Most of us have a sense that our emotions play into our overall well-being. However, sometimes it can be hard to see a connection between emotions and physical or mental ailments. One of the many components of Traditional Chinese Medicine (TCM) includes emotional patterns and tendencies and the corresponding element or meridian(s). Emotions are a healthy part of the human existence and are tools that we can use to help navigate and respond to ourselves and the world. Pathology occurs in the body and mind when emotions become long-term, excessive, or frequent in nature. This article explores the basics regarding emotional states, which meridians/elements they link with and possible symptoms.
Worry & Rumination – the Earth Element
A tendency to worry and ruminate, often showing up as forms of anxiety, links with the meridians of Spleen and Stomach. Chronic worry or pensiveness over the course of a lifetime or spending significant time “in your head” or with “the hamster wheel spinning” may contribute to a long-term or chronic deficiency in this elemental system. This can show up with symptom manifestations of (but not limited to): disharmony in the gut system, memory/concentration/focus issues, sleep disturbances, anxiety related symptoms, fatigue or lethargy, vision disturbances, dizziness, menstrual issues, tendency to be cold, muscle weakness and more.
Grief & Sadness – the Metal Element
A tendency toward sadness, long-term or unresolved grief links with the meridians of Lung and Large Intestine. This can show up with symptom manifestations of (but not limited to): shortness of breath, asthma, chest pain or tightness, fatigue or lethargy, perspiration irregularities, overall dryness, skin issues, depression, allergy symptoms, constipation, pain or discomfort in the lower abdomen, circulation issues and more.
Fear & Shock – the Water Element
A tendency toward being fearful or having a shocking, unanticipated experience links with the meridians of Kidneys and Urinary Bladder. This can show up with symptom manifestations of (but not limited to): any type of urination/bladder issue, low back/knee/ankle pain, ringing in the ears, fatigue or lethargy, numbness or tingling in the body, tension headaches occurring in the neck and into the back of the head, tendency to be warm or cold, fertility/menstruation/libido issues, dry skin, graying or loss of hair and more.
Anger & Irritability – the Wood Element
A tendency toward anger, irritability and frustration links with the meridians of Liver and Gallbladder. This can show up with symptom manifestations of (but not limited to): high blood pressure, headaches/migraines, pain/tension in the musculoskeletal system, menstrual issues, ringing in the ears, tendency to be warm or hot, glaucoma or vision disturbances, easy to tears, muscle cramping or twitching, sleep disturbances, circulation issues and more.

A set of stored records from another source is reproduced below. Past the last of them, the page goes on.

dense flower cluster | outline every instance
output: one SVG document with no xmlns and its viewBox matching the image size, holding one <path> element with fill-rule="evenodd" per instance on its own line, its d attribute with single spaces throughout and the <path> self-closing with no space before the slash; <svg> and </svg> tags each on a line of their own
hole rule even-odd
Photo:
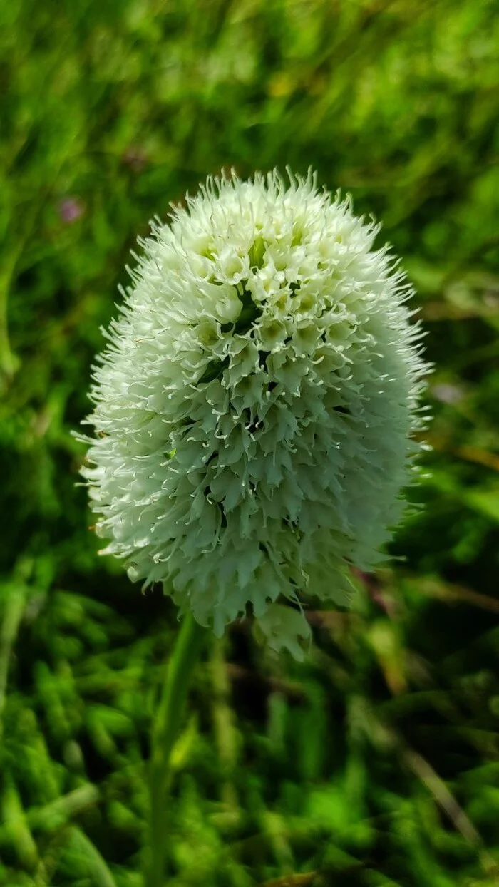
<svg viewBox="0 0 499 887">
<path fill-rule="evenodd" d="M 105 553 L 217 635 L 251 605 L 300 655 L 303 596 L 347 604 L 402 514 L 426 365 L 378 231 L 273 172 L 208 179 L 141 242 L 82 474 Z"/>
</svg>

Over Stimulation & Over Joy – the Fire Element
A tendency toward over stimulation and elation links with the meridians of Heart, Pericardium (the heart protector), Small Intestine and San Jiao (also known as the Triple Warmer/Heater/Burner). This can show up with symptom manifestations of (but not limited to): difficulty with focus/attention/concentration, irregular heart rhythm, palpitations or heart flutters, circulation issues, emotional ups/manic behavior, tendency to be hot or warm, perspiration irregularities, sleep disturbances, menopausal issues, fatigue or lethargy, burning urination and more.
A few additional notes on this topic:
TCM vs. Western patterns and diagnoses
It is important to remember that TCM has a unique lens in which it looks at meridians and organ systems. There is overlap with western diagnoses and patterns but it is not exact and has additional components and manifestations specific to Chinese Medicine’s viewpoint.

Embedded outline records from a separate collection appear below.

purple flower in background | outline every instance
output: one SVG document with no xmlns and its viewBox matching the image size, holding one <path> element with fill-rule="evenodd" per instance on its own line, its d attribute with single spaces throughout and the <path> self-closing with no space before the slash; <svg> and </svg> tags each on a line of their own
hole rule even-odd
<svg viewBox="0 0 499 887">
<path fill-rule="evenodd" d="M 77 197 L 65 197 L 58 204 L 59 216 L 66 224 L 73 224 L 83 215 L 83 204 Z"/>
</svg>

Humans are complicated and multi-faceted
Often times, we have multiple imbalances going on and therefore patterns, symptoms and presentations vary. The above mentioned symptoms are basic and there are many more patterns, symptoms and diagnostic tools utilized by your acupuncturist during your treatments.
The range of human emotion is vast
The emotions termed above are general and can encompass a gamut of other related emotions. For example, the Wood element pairs with anger and irritability. Other emotions that can be linked under that element include jealousy, envy, resentment, bitterness, etc.
Emotions are just a piece of the puzzle
Although emotions are often heavily involved in the root cause of issues, it is only a piece of the whole and a deeper understanding of the entire picture is necessary in TCM.
Awareness around emotions
A metaphor that I constantly use in my practice is this; when my emotions try to drive my car, I throw them in the back seat. Don’t let your emotional state rule your life, but let them be part of it. Utilize emotions as information and insight to better understand the overall picture for you, at that current time. It is important for each person to consider what healthy vs. unhealthy emotions look like on a day-to-day basis in your own life – not someone else’s.